Les chercheurs ont ainsi mis en évidence que les séries observées respectaient en moyenne 9,7 critères fréquentiels sur 15. Le critère le moins bien suivi était celui limitant les « plats protidiques contenant moins de 70 % du grammage recommandé pour la portion de viande, de poisson ou d'œufs » à 3 repas maximum sur 20. Très hétérogènes en termes d'ingrédients et donc de qualité nutritionnelle, ces plats étaient tout aussi bien des lasagnes, des légumes farcis ou des quiches que des plats entièrement végétariens (quenelles en sauce tomate, pizzas au fromage ou riz aux légumes).

Dans les séries observées, les repas apportaient en moyenne 36 % des recommandations d’apports journaliers en énergie. La moitié des besoins journaliers en nutriments protecteurs était assurée par ce simple repas de midi (ANM 49 %) dont la qualité nutritionnelle est donc, en moyenne, très bonne.

 

De l’intérêt des critères de fréquence sur la qualité des repas

Cinq scenarios ont également été simulés afin d’évaluer l’intérêt des critères fréquentiels pour la qualité nutritionnelle des repas. Chacun a généré pas moins de 1600 séries de 20 repas (on parlera de séries simulées).

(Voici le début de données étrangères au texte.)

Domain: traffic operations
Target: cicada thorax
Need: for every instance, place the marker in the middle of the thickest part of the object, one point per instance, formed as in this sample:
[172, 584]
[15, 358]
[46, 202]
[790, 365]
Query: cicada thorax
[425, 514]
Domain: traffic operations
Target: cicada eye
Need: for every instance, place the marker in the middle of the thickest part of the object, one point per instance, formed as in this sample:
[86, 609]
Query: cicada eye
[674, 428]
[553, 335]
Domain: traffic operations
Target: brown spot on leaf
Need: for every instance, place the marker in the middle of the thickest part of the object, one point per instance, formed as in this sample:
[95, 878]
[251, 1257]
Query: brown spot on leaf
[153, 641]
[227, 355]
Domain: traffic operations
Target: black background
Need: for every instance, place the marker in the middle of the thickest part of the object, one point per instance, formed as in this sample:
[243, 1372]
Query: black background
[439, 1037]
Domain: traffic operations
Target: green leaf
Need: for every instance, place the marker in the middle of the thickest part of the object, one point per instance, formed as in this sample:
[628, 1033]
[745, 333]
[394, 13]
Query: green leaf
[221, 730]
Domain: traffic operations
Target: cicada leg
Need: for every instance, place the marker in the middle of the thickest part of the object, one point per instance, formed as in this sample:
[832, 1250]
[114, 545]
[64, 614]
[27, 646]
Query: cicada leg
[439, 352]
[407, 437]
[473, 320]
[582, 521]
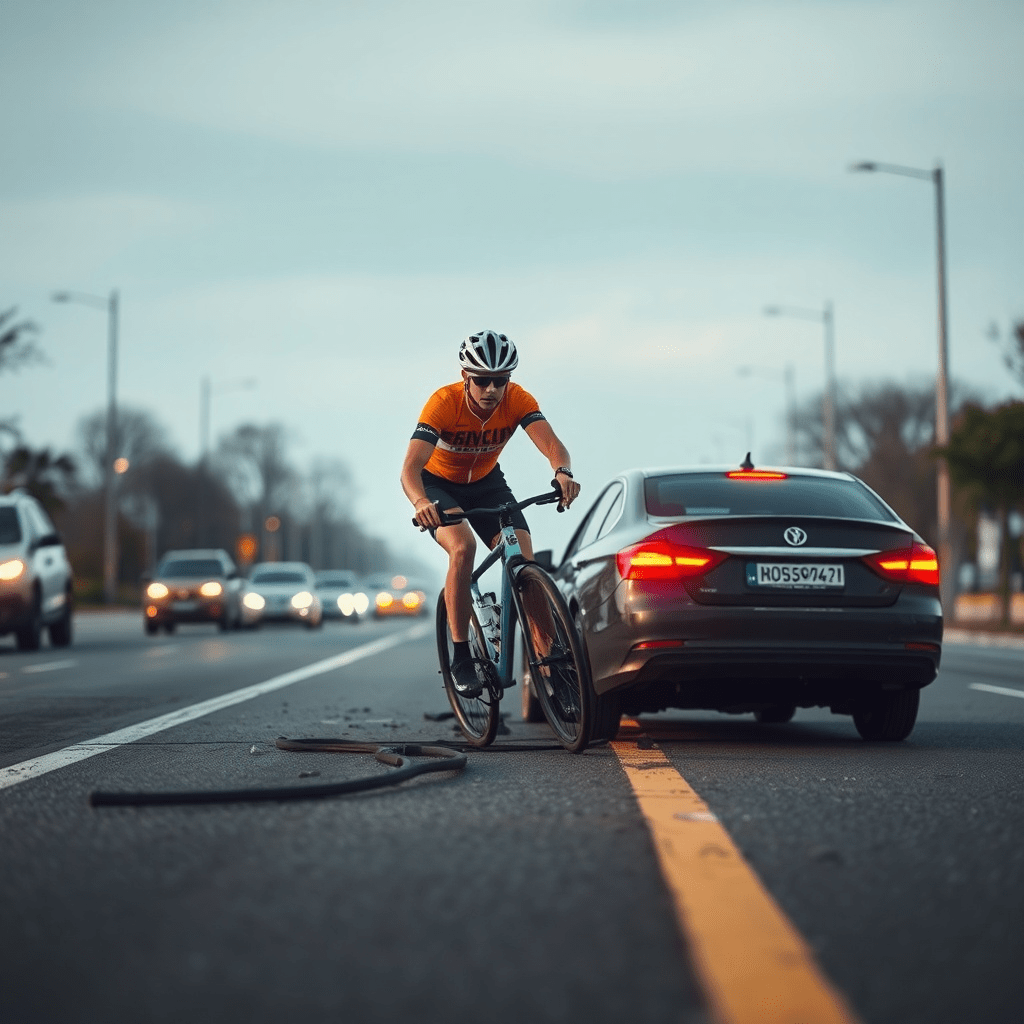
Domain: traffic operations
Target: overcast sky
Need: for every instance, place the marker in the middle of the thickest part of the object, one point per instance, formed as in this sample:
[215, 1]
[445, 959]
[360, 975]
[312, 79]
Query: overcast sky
[328, 197]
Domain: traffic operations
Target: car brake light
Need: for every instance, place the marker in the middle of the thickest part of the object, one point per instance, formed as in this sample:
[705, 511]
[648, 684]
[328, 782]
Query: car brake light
[916, 564]
[659, 557]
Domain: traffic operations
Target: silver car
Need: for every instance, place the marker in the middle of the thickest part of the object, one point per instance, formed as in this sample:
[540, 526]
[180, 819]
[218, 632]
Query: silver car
[754, 590]
[289, 593]
[35, 576]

Les chercheurs ont montré que, dans les séries simulées ‘Conformes à l’observé’, plus les critères fréquentiels sont respectés, plus la qualité nutritionnelle – évaluée comme précédemment - augmente.

L’ANM la plus élevée était obtenue pour le scénario ‘Respect total des critères’, confirmant l’intérêt nutritionnel des directives. Le scénario ‘Retrait du plat protidique’ conduisait à la plus faible ANM, encore plus faible que le scénario ‘Aucun respect des critères’. Cette mauvaise qualité nutritionnelle s’explique par le fait que les plats protidiques apportent la majeure partie des protéines et contribuent aussi de façon majoritaire aux apports en de nombreux nutriments indispensables à la santé comme les acides gras oméga 3 à longue chaîne, les vitamines B3, B6, B12 et D, le fer, le zinc, l’iode et le sélénium.

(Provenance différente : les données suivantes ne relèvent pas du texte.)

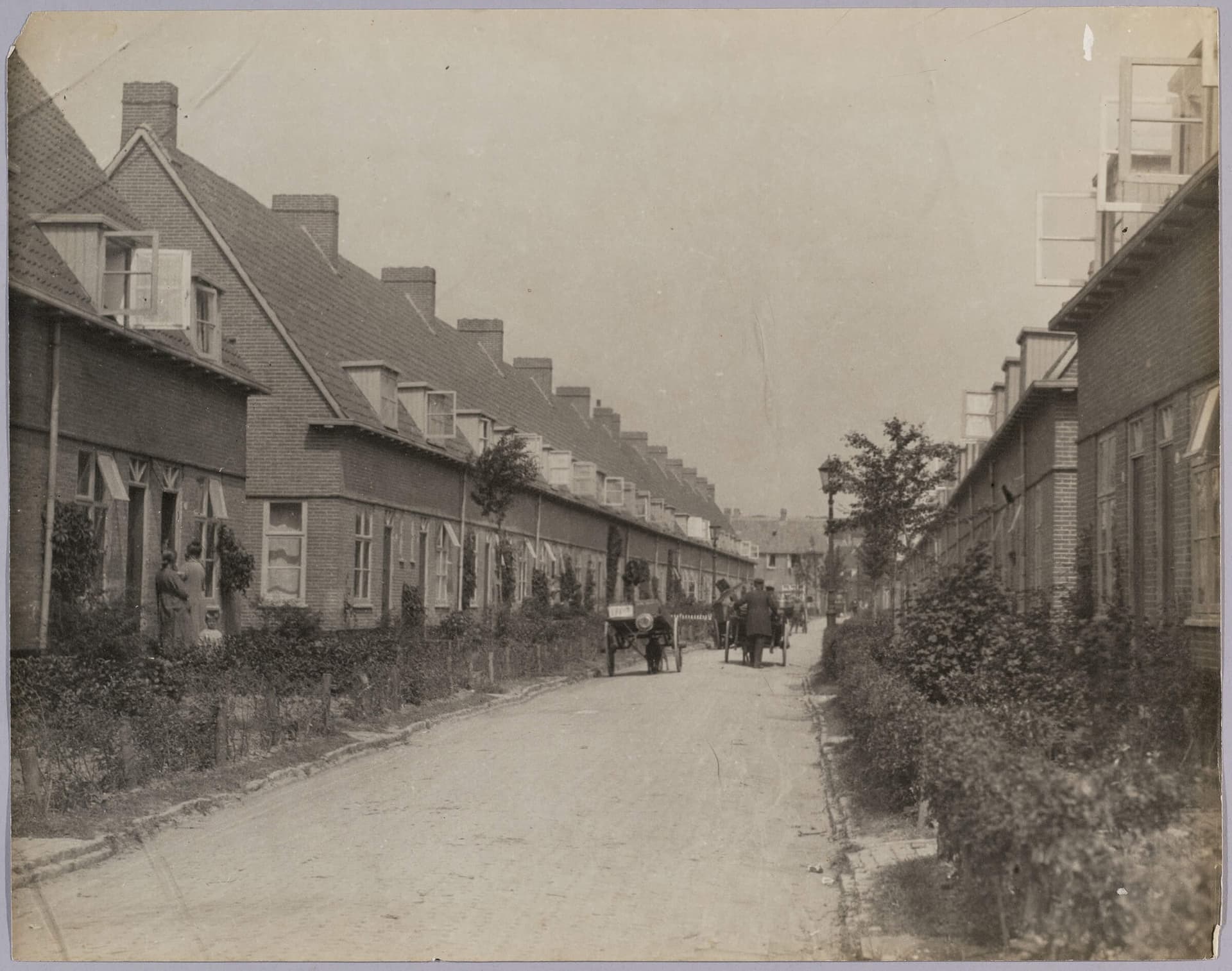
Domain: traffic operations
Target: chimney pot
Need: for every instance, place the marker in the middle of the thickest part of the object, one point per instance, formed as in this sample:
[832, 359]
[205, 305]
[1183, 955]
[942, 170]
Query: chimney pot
[539, 369]
[418, 283]
[154, 105]
[318, 214]
[490, 333]
[577, 396]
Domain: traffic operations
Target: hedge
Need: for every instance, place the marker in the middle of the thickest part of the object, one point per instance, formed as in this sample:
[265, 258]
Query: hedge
[99, 724]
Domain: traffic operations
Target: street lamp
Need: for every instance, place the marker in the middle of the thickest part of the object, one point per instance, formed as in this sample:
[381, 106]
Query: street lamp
[832, 478]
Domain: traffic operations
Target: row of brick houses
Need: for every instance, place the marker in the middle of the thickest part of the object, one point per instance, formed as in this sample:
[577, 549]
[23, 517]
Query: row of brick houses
[1122, 473]
[324, 414]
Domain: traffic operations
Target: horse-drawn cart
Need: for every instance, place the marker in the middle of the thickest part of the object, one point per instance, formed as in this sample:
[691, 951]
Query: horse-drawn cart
[735, 639]
[641, 628]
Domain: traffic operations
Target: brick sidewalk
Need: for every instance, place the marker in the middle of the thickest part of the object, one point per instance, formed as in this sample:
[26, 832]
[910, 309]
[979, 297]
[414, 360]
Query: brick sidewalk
[866, 861]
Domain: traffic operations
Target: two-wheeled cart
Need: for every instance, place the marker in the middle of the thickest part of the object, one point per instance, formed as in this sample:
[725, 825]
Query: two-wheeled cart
[735, 639]
[641, 628]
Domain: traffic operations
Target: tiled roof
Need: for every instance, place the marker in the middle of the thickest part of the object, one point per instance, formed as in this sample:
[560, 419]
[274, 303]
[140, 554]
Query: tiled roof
[339, 314]
[52, 171]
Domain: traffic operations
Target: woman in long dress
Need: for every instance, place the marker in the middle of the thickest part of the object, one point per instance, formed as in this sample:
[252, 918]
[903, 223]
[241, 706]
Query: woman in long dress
[195, 578]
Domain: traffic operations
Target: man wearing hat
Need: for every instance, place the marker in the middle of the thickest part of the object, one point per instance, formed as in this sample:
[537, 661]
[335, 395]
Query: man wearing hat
[759, 621]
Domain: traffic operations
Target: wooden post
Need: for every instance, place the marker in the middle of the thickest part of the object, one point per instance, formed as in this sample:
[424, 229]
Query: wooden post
[271, 714]
[127, 752]
[327, 689]
[31, 775]
[221, 732]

Quant aux séries ‘Remplacement des viandes et poissons’, leur ANM est comprise entre celles des séries ‘Retrait du plat protidique’ et ‘Aucun respect’. Leur médiocre performance nutritionnelle s’explique à la fois par la perte des nutriments indispensables apportés par la viande et le poisson et par le fait que les plats actuellement servis dans les écoles en remplacement de la viande ou du poisson sont peu diversifiés, consistant essentiellement en des plats à base d’œufs et/ou de fromage et de céréales, et de faible qualité nutritionnelle.

Cette étude démontre pour la première fois, l’intérêt nutritionnel des critères fréquentiels de service des plats définis par les directives françaises sur la restauration scolaire. Elle souligne également l’importance des spécificités nutritionnelles des plats protidiques et montre que des scénarios d’éloignement important des critères portant sur ces plats sont susceptibles de dégrader la qualité nutritionnelle des repas. Ainsi, en absence de définition précise des caractéristiques nutritionnelles des plats protidiques sans viande ni poisson, la généralisation de leur service dans les écoles détériorerait globalement la qualité nutritionnelle de la restauration scolaire.